ヘレンの泉は町の西側にある大広場にあり、この町の名がつけられた泉だけあって一見の価値があるものと言えた。
大きく広い泉に張られた透き通った水はゆるやかな風で波立ち、まるで広大な海を想起させる。
この泉の面白いところは、全く飾り気がないところにある。泉の中に彫刻などの飾りが設置されているわけでもなく、本当にただ広い泉が広がっているだけなのだ。
でも、それがなんともいえない自然美を表現しているのだ。
人工的に作られているのは明らかなのに、もしかしたら自然に生まれた光景なのかもしれない。飾り気のない泉には、そう想像させる奥深さがあった。
昨日夜食のハンバーガーを食べた後もう一度寝ることにした私は、さすがに寝坊をしてお昼に起きてしまっていた。
軽く昼食を取った後向かったのが、このヘレンの泉だった。天気の良いお昼時だからか、日光を反射する泉は目にまぶしい。
泉のある大広場は丸ごと観光地になっていて、多くの露店があちこちにある。
行きかう人々も多く、おそらく人の賑わいはこの町で一番あるだろう。
さて、ヘレンの泉を十分堪能したところだけど、これからどうしようか。
ヘレンの泉は確かに一見の価値あるものだ。自然美に通じる美しさもあり、毎日だって見たくなる光景だろう。
しかし裏を返せば、そこまで長時間見ていられる物ではなかった。
だって、本当に泉が広がっているだけだもん。
感受性が豊かな人だったらこの泉の光景に感じ入るものがあり、もしかしたら数時間でも見ていられるかもしれない。
でも、残念ながら私にはそんな豊かな物はないんだなぁ。
「……あっ」
夕ごはんまでどうしようかな、と悩みながら泉周辺を見回していたら、見覚えのある人物を発見する。
私と同じく魔女の証である三角帽子を被り、レース仕立ての上衣が可愛らしい少女。
その姿にその顔立ち。忘れるはずがない。フェリクスの町で出会った、魔女見習いのカルラちゃんだ。
カルラちゃんはイヴァンナの弟子だったりする。私からしたら孫弟子とかに当たるのだろうか。
彼女はフェリクスの町でそうしていたように、簡素なテーブルとイスが設置された露店でひっそりと座っていた。
もしかしてこの町でも占いをやっているのだろうか?
「カルラちゃん、久しぶり」
私はカルラちゃんに近づき、軽く挨拶をしてみる。
覚えられているかちょっと不安だったが、カルラちゃんは私の顔を見てぱぁっと顔を明るくした。
「リリアさん、お久しぶりです! ヘレンに来ていたんですね」
「うん。カルラちゃんもヘレンに来ていたんだね。もしかしてまたイヴァンナに言われて占いをしてるの?」
「いえ、実は数日ほど休暇を取って実家に帰ってきてたんです。私、ヘレン出身なんですよ」
「へえ、なんかすごい偶然だね」
カルラちゃんがヘレン出身なのも驚いたけど、まさかたまたま戻ってきていた時に偶然再会できるなんて。これは奇跡的と言うしかない。
でも休暇を取ってるなら、なんでまたこうして占いをしているんだろう?
そう問いかけると、カルラちゃんは恥ずかしそうに頬をかいた。
「占いをしているのはイヴァンナ師匠に言われたからではなく、私の意地の様な物、ですね」
「意地?」
「ほら、私フェリクスではうまく占いができなかったじゃないですか。リリアさんに会った後、イヴァンナ師匠のところに戻って本格的に魔女の修行を始めたので、今ならもっとちゃんと占えるかなって思ったんです」
「以前のリベンジみたいなものなんだ」
こう見えてカルラちゃんは負けん気が強いタイプらしい。でもまあ、それは意外ではなかったりする。

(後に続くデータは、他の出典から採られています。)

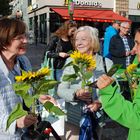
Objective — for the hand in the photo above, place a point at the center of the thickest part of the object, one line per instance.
(63, 55)
(26, 121)
(44, 98)
(133, 51)
(94, 106)
(103, 81)
(84, 95)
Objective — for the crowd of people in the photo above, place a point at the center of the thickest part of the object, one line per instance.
(119, 47)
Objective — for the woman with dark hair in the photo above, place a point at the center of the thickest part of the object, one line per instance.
(60, 45)
(13, 43)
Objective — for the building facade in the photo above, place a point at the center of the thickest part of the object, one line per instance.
(43, 18)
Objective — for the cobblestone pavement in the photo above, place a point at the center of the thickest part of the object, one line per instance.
(112, 130)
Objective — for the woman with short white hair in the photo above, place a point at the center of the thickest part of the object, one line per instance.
(85, 41)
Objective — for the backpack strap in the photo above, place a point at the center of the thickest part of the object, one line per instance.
(104, 64)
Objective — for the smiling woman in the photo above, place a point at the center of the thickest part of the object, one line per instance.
(13, 43)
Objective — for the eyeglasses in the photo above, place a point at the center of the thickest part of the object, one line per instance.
(125, 27)
(21, 37)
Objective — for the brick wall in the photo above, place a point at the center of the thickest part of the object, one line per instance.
(122, 7)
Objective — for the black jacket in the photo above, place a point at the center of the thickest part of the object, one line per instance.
(117, 50)
(55, 46)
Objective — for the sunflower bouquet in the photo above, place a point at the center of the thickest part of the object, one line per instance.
(83, 65)
(132, 74)
(29, 86)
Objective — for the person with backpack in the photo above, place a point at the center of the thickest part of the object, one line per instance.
(60, 46)
(79, 117)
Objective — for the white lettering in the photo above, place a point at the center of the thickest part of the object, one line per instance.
(88, 3)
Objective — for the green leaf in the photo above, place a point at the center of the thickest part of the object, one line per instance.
(45, 85)
(15, 114)
(76, 68)
(69, 64)
(29, 100)
(21, 87)
(51, 108)
(69, 77)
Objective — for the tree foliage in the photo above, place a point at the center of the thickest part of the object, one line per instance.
(4, 7)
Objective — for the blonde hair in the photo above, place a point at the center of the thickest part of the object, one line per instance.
(94, 33)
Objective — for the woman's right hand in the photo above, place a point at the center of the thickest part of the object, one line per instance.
(103, 81)
(84, 95)
(63, 54)
(26, 121)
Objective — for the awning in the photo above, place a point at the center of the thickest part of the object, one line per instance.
(91, 15)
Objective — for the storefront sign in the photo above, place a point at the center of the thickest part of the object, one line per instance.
(92, 3)
(88, 3)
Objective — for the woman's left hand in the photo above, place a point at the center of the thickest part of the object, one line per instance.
(44, 98)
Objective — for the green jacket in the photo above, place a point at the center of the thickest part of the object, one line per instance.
(124, 112)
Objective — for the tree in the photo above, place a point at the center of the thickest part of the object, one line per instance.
(5, 8)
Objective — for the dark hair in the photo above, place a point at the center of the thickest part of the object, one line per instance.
(63, 30)
(9, 29)
(137, 30)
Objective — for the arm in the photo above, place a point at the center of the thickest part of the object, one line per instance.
(51, 47)
(116, 47)
(119, 109)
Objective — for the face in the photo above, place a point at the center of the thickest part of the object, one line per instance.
(72, 31)
(83, 42)
(18, 45)
(137, 45)
(124, 29)
(117, 26)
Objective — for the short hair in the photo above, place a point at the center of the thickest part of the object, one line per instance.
(137, 30)
(124, 23)
(94, 33)
(9, 29)
(63, 30)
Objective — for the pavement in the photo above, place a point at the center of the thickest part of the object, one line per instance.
(112, 130)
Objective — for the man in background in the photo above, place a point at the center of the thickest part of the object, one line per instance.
(120, 48)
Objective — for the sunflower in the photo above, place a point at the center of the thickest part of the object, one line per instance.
(131, 68)
(85, 60)
(33, 75)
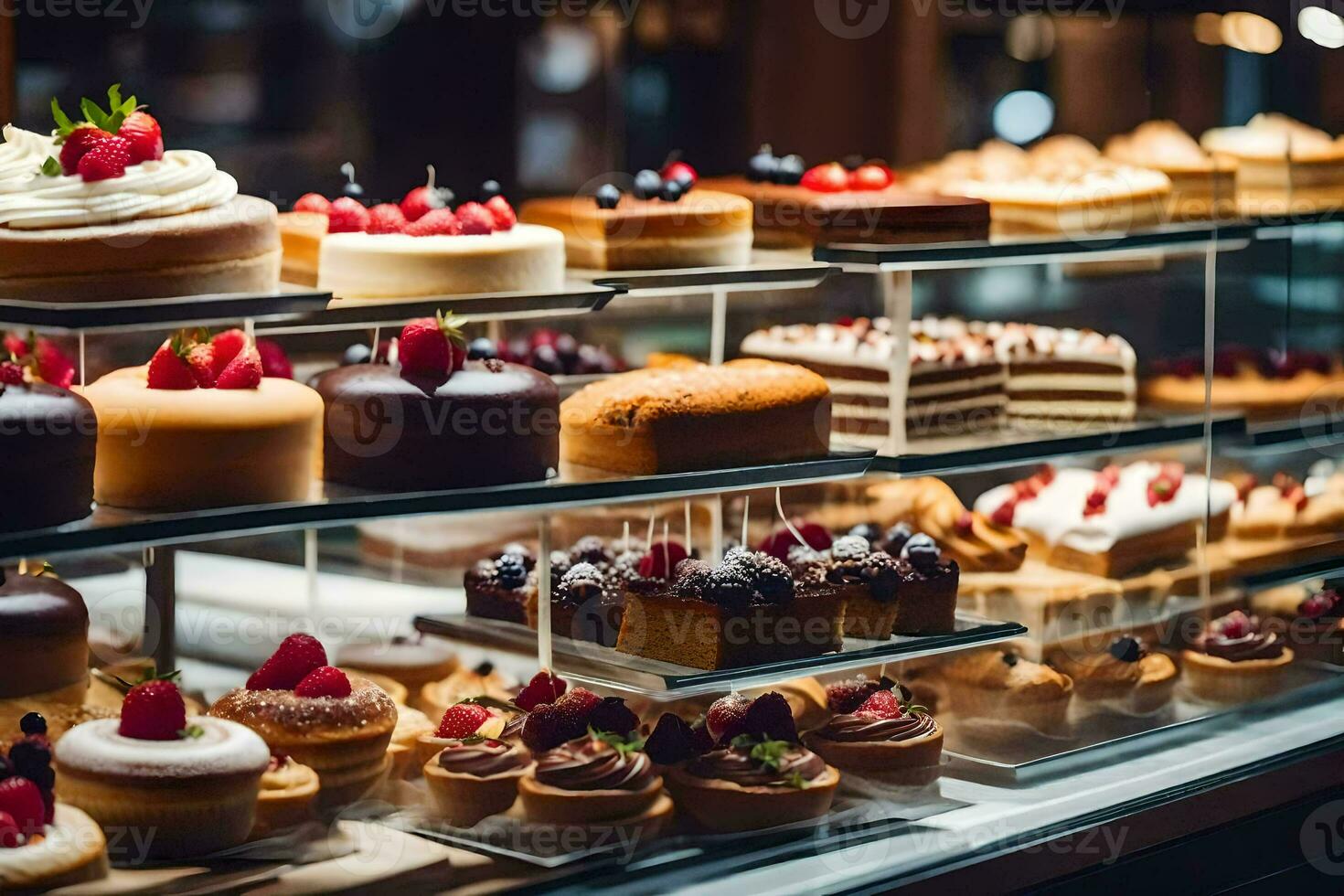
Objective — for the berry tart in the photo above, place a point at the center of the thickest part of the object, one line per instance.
(661, 222)
(50, 435)
(45, 643)
(855, 200)
(185, 786)
(698, 417)
(746, 612)
(755, 775)
(200, 426)
(99, 211)
(1235, 660)
(878, 730)
(1115, 521)
(436, 421)
(335, 724)
(592, 773)
(421, 246)
(43, 844)
(1003, 686)
(1126, 677)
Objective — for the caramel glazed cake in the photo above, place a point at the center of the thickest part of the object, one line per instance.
(174, 226)
(963, 375)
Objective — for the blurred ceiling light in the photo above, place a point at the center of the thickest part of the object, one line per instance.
(1021, 116)
(1029, 37)
(1250, 32)
(1321, 26)
(1209, 28)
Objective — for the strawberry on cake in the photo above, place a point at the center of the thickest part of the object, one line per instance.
(99, 211)
(421, 246)
(202, 426)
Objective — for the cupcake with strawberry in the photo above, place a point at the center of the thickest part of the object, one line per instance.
(183, 786)
(433, 420)
(336, 724)
(431, 243)
(202, 425)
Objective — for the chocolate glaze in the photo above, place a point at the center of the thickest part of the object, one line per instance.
(489, 423)
(48, 440)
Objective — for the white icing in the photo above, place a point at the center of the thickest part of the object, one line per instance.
(225, 747)
(182, 182)
(1057, 512)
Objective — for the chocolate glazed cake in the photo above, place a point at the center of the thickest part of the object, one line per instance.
(48, 440)
(488, 423)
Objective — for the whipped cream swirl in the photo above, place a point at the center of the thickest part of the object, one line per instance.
(182, 182)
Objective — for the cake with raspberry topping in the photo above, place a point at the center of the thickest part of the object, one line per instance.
(50, 435)
(183, 786)
(202, 427)
(99, 211)
(745, 612)
(755, 775)
(1112, 521)
(660, 220)
(422, 246)
(1235, 658)
(336, 724)
(437, 421)
(43, 844)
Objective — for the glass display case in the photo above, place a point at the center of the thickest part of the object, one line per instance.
(968, 516)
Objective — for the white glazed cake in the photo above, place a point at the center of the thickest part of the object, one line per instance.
(379, 266)
(1115, 521)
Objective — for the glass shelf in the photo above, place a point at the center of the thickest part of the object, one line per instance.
(334, 506)
(608, 667)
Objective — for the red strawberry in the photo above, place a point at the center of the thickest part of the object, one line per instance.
(315, 203)
(871, 176)
(432, 347)
(154, 710)
(78, 143)
(242, 372)
(504, 215)
(543, 688)
(226, 347)
(323, 681)
(827, 179)
(168, 369)
(882, 704)
(145, 137)
(54, 366)
(106, 159)
(202, 361)
(291, 664)
(11, 374)
(386, 219)
(274, 363)
(726, 716)
(10, 833)
(440, 222)
(347, 217)
(463, 720)
(475, 219)
(22, 801)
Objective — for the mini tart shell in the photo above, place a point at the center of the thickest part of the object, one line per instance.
(1226, 681)
(880, 755)
(723, 806)
(557, 806)
(463, 799)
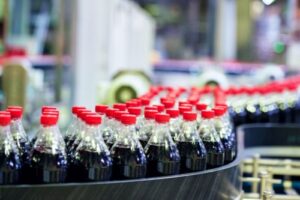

魔女を目指す子なんて、一見普通に見えてもどこか頑固で意地が強い部分があるものだ。そうでもなければ魔女なんて目指さないだろう。
私の三人の弟子たちも頑固なところ結構あるし。っていうかあの三人完全に自分の理屈で動いてるし。リネットですら意固地なところあるもんなぁ。
でも他人にはどうしても譲れない一線というのは大切なものだろう。
誰にだって譲れないものがあるだろうし、それが自分を自分たらしめているのだと私は思っている。
「前よりは結構占えるようになったんですよ。イヴァンナ師匠から水晶玉を使った占いも教えてもらいましたし、以前リリアさんから教えてもらった占いもできるようになってきたんです」
そう言ってカルラちゃんは照れたように笑った。
どうやらカルラちゃんは魔女としてちゃんと育ちつつあるらしい。カルラちゃん自身の素養もあるけど、イヴァンナの教えも良いのかもしれない。
となると、そのイヴァンナを育てた私の教えもきっと良かったのだと思う。……多分ね。自信はない。
「そうだ。リリアさん、ヘレンでケーキとかは食べましたか?」
「ケーキ? ううん、食べてない」
そういえばせっかく大きな町に来たのにそういったスイーツ系を全く食べてなかったな。
手が込んだスイーツなんて旅の最中に食べる機会は少ないだろうし、こうして大きい町に腰を落ち着けている間に食べておいた方がいいかも。
「なら、これからケーキでも食べに行きませんか? おすすめのお店があるんです」
「カルラちゃんのおすすめかー。よーし、いいよ、行こっか。あ、占いの方はいいの?」
「はい、日中よりも夕暮れ時くらいの方がお客さんが多いので、問題ないですよ」
それならば話は早い。私はそのままカルラちゃんに連れられて、おすすめのケーキ屋さんへと向かうことにした。
カルラちゃんはヘレン出身だけあって、足取りに迷いが無かった。
どうやらカルラちゃんおすすめのお店というのは、町の東側、住宅街でひっそりと営業しているらしい。
住宅と住宅に挟まれたお店にたどりついて、カルラちゃんと共に入店する。
大きな看板も掲げられていないし、なるほど地元民のカルラちゃんだからこそ知っているような隠れたお店だ。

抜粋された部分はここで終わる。